Não posso querer ser nada.

A parte isso, tenho em mim todos os sonhos do mundo.

 

Janelas do meu quarto,

Do meu quarto de um dos milhões do mundo que ninguém sabe quem é

(E se soubessem quem é, o que saberiam ?)

Dais para o mistério de uma rua cruzada constantemente por gente,

Para uma rua inacessível a todos os pensamentos,

Real, impossívelmente real, certa, deconhecidamente certa,

Com o mistério das coisas por baixo das pedras e dos seres,

Com a morte a pôr humidade nas paredes e cabelos brancos nos homens,

Com o Destino a conduzir a carroça de tudo pela estrada de nada.

 

Estou hoje vencido, como se soubesse a verdade.

Estou hoje lúcido, come se estívesse para morrer,

E não tivesse mais irmandade com as coisas

Senão uma despedida, tornando-se esta casa e este lado da rua

A fileira de carruagens de um comboio, e uma partida apitada

De dentro da minha cabeça,

E uma sacudidela dos meus nervos e um ranger de ossos na ida.

 

[…]

 

          Bureau de tabac

 

Je ne suis rien.

Je ne serai jamais rien.

Je ne peux vouloir être rien.

À part ça, je porte en moi tous les rêves du monde.

 

Fenêtres de ma chambre,

Ma chambre où vit l’un des millions d’êtres au monde, dont personne ne sait

     qui il est

(Et si on le savait, que saurait-on ?),

Vous donnez sur le mystère d’une rue au va-et-vient continuel,

Une rue inaccessible à toutes pensées,

Réelle au-delà du possible, certaine au-delà du secret,

Avec le mystère des choses par-dessous les pierres et les êtres,

Avec la mort qui moisit les murs et blanchit les cheveux des hommes,

Avec le destin qui mène la carriole de tout par la route de rien.

 

 Aujourd’hui je suis vaincu comme si je savais la vérité.

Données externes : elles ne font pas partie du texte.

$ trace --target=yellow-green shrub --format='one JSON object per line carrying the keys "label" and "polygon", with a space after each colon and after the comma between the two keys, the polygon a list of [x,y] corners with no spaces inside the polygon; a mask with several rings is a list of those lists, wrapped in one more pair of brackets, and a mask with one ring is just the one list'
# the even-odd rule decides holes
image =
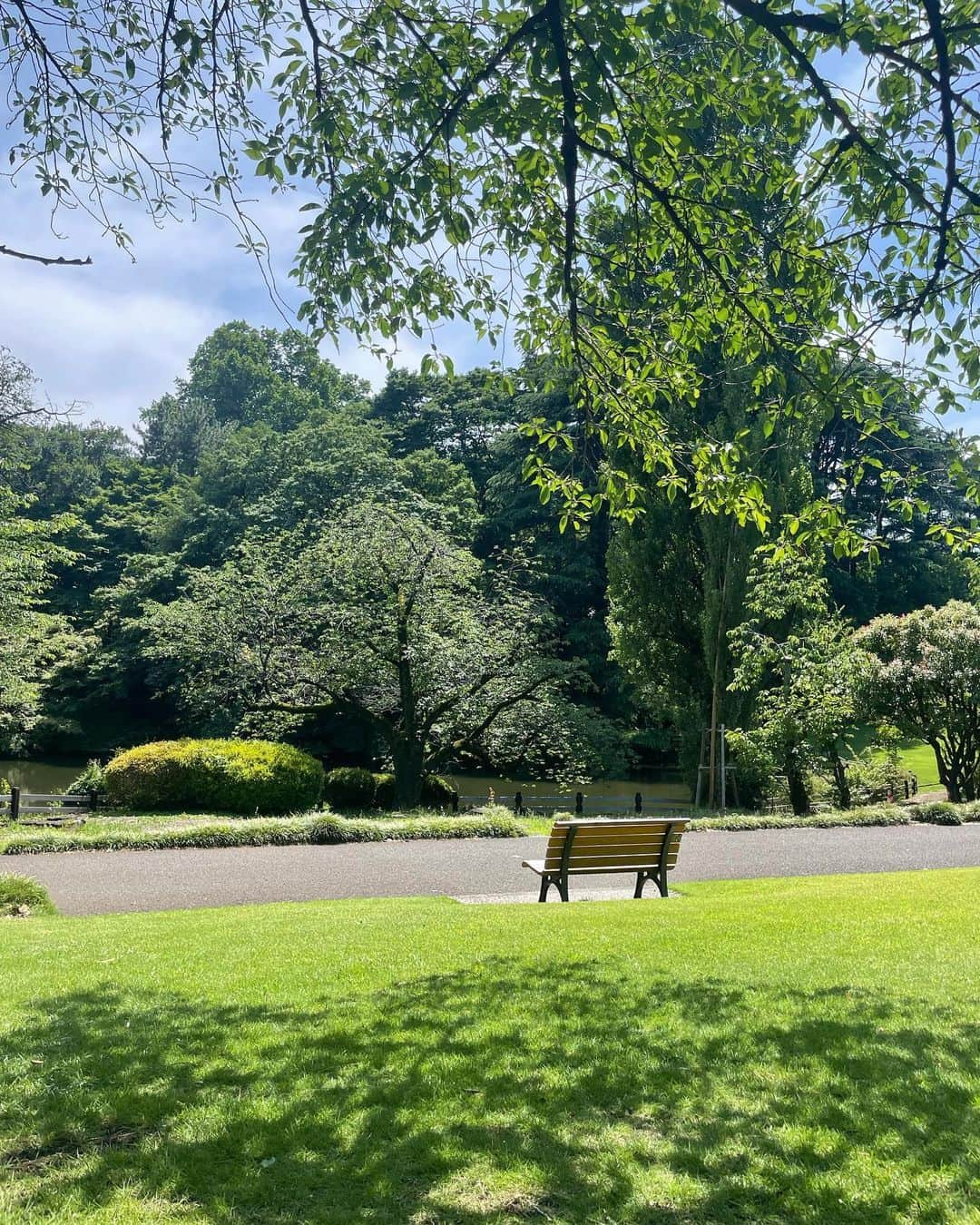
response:
{"label": "yellow-green shrub", "polygon": [[323,788],[323,767],[268,740],[160,740],[105,767],[109,801],[137,810],[301,812]]}

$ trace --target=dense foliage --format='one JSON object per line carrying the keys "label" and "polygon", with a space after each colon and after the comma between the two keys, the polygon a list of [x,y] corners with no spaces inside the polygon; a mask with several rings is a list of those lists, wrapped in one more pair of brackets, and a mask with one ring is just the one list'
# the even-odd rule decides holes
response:
{"label": "dense foliage", "polygon": [[980,789],[980,609],[962,600],[880,616],[858,635],[867,709],[936,753],[951,800]]}
{"label": "dense foliage", "polygon": [[[905,516],[878,432],[791,419],[774,452],[753,426],[786,514],[807,490],[849,490],[855,463],[871,473],[846,496],[877,564],[811,538],[794,587],[801,562],[773,564],[755,524],[671,500],[642,466],[632,522],[599,510],[561,532],[561,500],[524,479],[521,423],[562,417],[583,462],[601,453],[554,365],[518,374],[396,370],[371,396],[304,337],[230,323],[143,410],[138,443],[12,420],[4,747],[104,758],[162,736],[285,737],[328,768],[401,761],[379,802],[405,805],[450,766],[692,779],[702,730],[724,723],[741,729],[744,801],[799,778],[802,806],[816,769],[848,802],[854,712],[835,652],[872,612],[969,595],[973,562],[927,535],[969,523],[938,475],[951,456],[973,464],[969,440],[903,402],[893,443],[932,474]],[[750,398],[719,382],[704,426],[744,430]],[[878,797],[870,763],[855,769],[855,801]]]}
{"label": "dense foliage", "polygon": [[323,767],[265,740],[170,740],[129,748],[105,767],[111,804],[135,811],[303,812],[323,789]]}

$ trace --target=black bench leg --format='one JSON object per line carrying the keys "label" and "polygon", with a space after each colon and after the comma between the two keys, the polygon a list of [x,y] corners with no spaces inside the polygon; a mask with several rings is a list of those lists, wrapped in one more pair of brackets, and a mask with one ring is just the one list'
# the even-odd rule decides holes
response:
{"label": "black bench leg", "polygon": [[548,891],[551,888],[552,884],[559,891],[559,897],[561,898],[561,900],[562,902],[567,902],[568,900],[568,882],[567,881],[562,881],[562,878],[560,876],[543,876],[541,877],[541,892],[538,894],[538,900],[539,902],[546,902],[548,900]]}

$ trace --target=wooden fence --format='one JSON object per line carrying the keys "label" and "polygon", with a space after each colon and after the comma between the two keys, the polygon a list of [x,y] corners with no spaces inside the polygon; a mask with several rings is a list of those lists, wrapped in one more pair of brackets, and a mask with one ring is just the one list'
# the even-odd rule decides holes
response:
{"label": "wooden fence", "polygon": [[98,806],[98,791],[83,795],[42,795],[12,786],[10,795],[0,795],[0,817],[21,826],[81,824]]}
{"label": "wooden fence", "polygon": [[[495,804],[502,804],[505,807],[513,809],[517,816],[526,816],[528,813],[550,816],[552,812],[575,812],[579,817],[612,817],[632,816],[643,812],[686,812],[691,807],[690,804],[685,804],[682,800],[666,800],[659,795],[644,796],[642,791],[636,791],[632,800],[626,796],[597,795],[593,797],[584,791],[565,795],[524,795],[523,791],[500,795],[495,793],[492,800]],[[480,794],[457,793],[452,802],[452,811],[458,812],[466,809],[478,809],[489,802],[491,802],[489,791]]]}

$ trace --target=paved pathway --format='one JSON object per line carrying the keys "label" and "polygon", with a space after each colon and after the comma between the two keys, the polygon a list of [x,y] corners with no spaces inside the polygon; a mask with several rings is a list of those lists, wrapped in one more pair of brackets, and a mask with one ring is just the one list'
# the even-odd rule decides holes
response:
{"label": "paved pathway", "polygon": [[[235,850],[75,851],[2,858],[0,871],[33,876],[50,889],[59,909],[72,915],[316,898],[448,894],[513,895],[517,900],[529,889],[537,893],[537,877],[521,867],[521,860],[540,858],[544,845],[544,838],[481,838]],[[690,833],[671,882],[922,867],[980,867],[980,823]],[[581,895],[586,882],[579,884]],[[630,897],[632,880],[593,876],[587,888],[589,894],[601,891],[610,897]]]}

Aujourd’hui je suis lucide comme si j’allais mourir

Et n’avais d’autre intimité avec les choses

Que celle d’un adieu, cette maison et ce côté de la rue devenant

Un convoi de chemin de fer, un coup de sifflet

À l’intérieur de ma tête,

Une secousse de mes nerfs, un grincement de mes os à l’instant du départ.

 […]

 

Fernando Pessoa, Bureau de tabac, [édition bilingue] traduit par Rémy Hourcade, préface de A. Casais Monteiro, postface de Pierre Hourcade, illustré par Fernando de Azevedo, Le Muy, éditions Unes, 1993, p. 37-38 et 15-16.

 

 

 

           Bureau de tabac

 

 Je ne suis rien.

Je ne serai jamais rien.

Je ne peux vouloir être rien.

À part ça j’ai en moi tous les rêves du monde.

 

Fenêtres de ma chambre,

De ma chambre abritant un de ces millions au monde dont nul ne sait qui il est

(Et si on le savait, que saurait-on ?)

Vous donnez sur le mystère d’une rue constamment remplie de gens qui se croisent,

Sur une rue inaccessible à la moindre pensée,

Réelle, impossiblement réelle, exacte, inconnaissablement exacte,

Avec le mystère des choses par-dessous les pierres et les êtres,

Avec la mort qui met du moisi sur les murs et des cheveux blancs sur les hommes,

Avec le Destin conduisant la charrette de tout sur la route de rien.

 

 

Aujourd’hui je suis vaincu comme si je savais la vérité.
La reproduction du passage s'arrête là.